Perhaps it's a perceived thinner skin they're carrying that aids their flight.
"This is a whole different generation of players from when I played, and the 'old school' ways just don't work any more," Wilson said when asked about why his former team continues to avoid fire-and-brimstone types like Mike Ditka whenever filling head coaching vacancies.
"Look what happened to Mike Singletary with the 49ers," Wilson said while referencing San Francisco's comeback surge against the Atlanta Falcons during the NFC Championship, which was in progress on multiple TV screens at the restaurant/bar. "He tried to bring in all that there, and he ended up getting fired. You can't coach today's players in the same ways we were coached."
This was Wilson's second appearance at Bridges' -- the first came circa the Bears' last championship season more than a quarter of a century ago. The Bears' only other Super Bowl appearance was in 2007 (2006 season). Now with incoming head coach Marc Trestman and a clean slate of new assistants, it's back to square one for the Bears.

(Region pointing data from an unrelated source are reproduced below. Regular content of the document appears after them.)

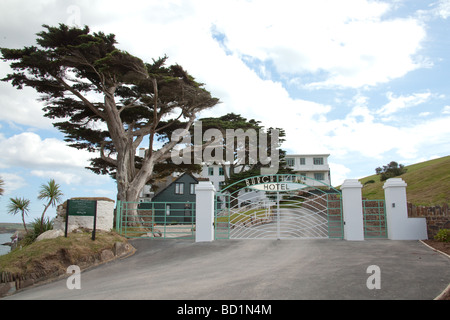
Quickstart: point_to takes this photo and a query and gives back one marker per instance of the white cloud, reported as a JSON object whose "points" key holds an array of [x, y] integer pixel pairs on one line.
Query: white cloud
{"points": [[12, 182], [446, 110], [59, 176], [350, 43], [401, 102], [29, 150]]}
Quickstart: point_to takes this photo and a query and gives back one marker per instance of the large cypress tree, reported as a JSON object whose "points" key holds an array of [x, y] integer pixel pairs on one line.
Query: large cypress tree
{"points": [[107, 100]]}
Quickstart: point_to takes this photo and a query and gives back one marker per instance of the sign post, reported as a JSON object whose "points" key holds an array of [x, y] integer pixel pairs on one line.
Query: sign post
{"points": [[82, 208]]}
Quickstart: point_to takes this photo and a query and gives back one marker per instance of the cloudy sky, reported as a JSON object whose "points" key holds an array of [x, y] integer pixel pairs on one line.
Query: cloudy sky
{"points": [[365, 81]]}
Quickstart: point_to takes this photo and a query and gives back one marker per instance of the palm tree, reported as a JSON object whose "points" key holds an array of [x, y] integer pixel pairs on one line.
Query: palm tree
{"points": [[19, 205], [52, 193]]}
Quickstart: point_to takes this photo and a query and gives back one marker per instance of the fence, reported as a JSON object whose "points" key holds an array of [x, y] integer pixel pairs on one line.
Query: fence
{"points": [[438, 217], [374, 215]]}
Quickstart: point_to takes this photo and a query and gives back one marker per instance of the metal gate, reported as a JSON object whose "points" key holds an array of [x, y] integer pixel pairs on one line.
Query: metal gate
{"points": [[374, 214], [278, 207], [156, 220]]}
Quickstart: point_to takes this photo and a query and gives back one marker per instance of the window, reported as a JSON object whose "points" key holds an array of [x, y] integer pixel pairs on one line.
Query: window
{"points": [[319, 176], [179, 188], [318, 161]]}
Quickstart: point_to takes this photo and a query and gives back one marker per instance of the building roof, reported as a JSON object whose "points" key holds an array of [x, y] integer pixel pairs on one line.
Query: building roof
{"points": [[186, 173]]}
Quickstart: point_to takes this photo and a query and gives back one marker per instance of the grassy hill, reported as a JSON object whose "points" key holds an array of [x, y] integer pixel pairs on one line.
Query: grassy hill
{"points": [[11, 227], [428, 183]]}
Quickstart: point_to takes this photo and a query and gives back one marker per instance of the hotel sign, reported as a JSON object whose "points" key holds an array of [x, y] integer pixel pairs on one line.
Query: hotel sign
{"points": [[274, 183]]}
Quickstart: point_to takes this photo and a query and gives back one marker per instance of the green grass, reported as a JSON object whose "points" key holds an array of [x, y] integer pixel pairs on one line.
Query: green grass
{"points": [[57, 254], [428, 183]]}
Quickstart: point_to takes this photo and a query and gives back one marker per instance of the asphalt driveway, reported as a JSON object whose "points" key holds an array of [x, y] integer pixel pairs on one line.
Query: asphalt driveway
{"points": [[261, 269]]}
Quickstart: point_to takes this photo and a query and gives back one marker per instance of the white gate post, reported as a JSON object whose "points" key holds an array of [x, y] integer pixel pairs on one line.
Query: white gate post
{"points": [[353, 212], [399, 226], [204, 207]]}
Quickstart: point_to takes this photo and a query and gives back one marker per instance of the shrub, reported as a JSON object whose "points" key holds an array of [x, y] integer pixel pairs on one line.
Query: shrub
{"points": [[393, 169], [36, 229], [443, 235]]}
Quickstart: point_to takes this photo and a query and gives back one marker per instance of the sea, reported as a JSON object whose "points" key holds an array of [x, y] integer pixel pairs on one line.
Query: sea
{"points": [[5, 237]]}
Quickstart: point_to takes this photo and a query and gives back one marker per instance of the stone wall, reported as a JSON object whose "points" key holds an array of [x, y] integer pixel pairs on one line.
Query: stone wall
{"points": [[438, 217], [105, 216]]}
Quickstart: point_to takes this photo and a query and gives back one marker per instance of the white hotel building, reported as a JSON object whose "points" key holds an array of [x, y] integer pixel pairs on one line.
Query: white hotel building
{"points": [[314, 166]]}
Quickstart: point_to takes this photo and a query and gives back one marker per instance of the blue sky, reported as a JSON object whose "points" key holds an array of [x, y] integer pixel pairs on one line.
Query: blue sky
{"points": [[366, 81]]}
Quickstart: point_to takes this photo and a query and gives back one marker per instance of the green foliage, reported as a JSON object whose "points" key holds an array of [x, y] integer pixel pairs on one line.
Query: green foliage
{"points": [[393, 169], [443, 235], [17, 205], [37, 227]]}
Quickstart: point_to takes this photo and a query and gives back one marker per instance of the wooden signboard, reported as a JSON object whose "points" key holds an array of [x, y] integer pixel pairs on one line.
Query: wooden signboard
{"points": [[82, 208]]}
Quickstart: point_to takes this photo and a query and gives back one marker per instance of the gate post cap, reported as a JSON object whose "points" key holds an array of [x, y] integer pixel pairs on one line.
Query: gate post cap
{"points": [[351, 183], [205, 186]]}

"They gave Lovie (Smith) nine years to get it done, and he managed to get them to the NFC Championship game (twice) and the Super Bowl," Wilson said. "But since then, his teams have seemed to always fade out at the end.
"It was time for a change."
Smith's tenure with the Bears was actually longer that Wilson's, who played eight seasons in Chicago, the final during the strike-replacement-player 1987 season when he suffered a career-shortening knee injury. Known for his relentless pursuit, QB-addling blitzes and fierce tackling, Wilson was a Pro-Bowler who helped the Bears set an NFL record in total sacks (72) the season before they went to the Super Bowl -- the mark still stands.
Though he will likely not follow several of his Super Bowl champion teammates into the Pro Football Hall of Fame, Wilson has garnered accolades from football's most reverent figures.
He was named to John Madden's All-Century Team, and in his autobiography "My Life and Times," Bears Hall of Fame runnng back Gale Sayers lists Wilson on his all-time Bears team along side fellow linebackers Dick Butkus and Wilbur Marshall.
One thing is for sure, "Mama's Boy Otis" rapped the most street-cred-resounding verse of the prescient hit single "Super Bowl Shuffle."
The Brooklyn native and Louisville All-American still calls Chicago home, where he remains active with his not-for-profit "Otis Wilson Charitable Association," which focuses -- among other things -- on literacy, fitness and proper fitness for youths.
"Fitness and education ... you've got to feed the body and the mind," said Wilson, who apparently hasn't lost his singing voice.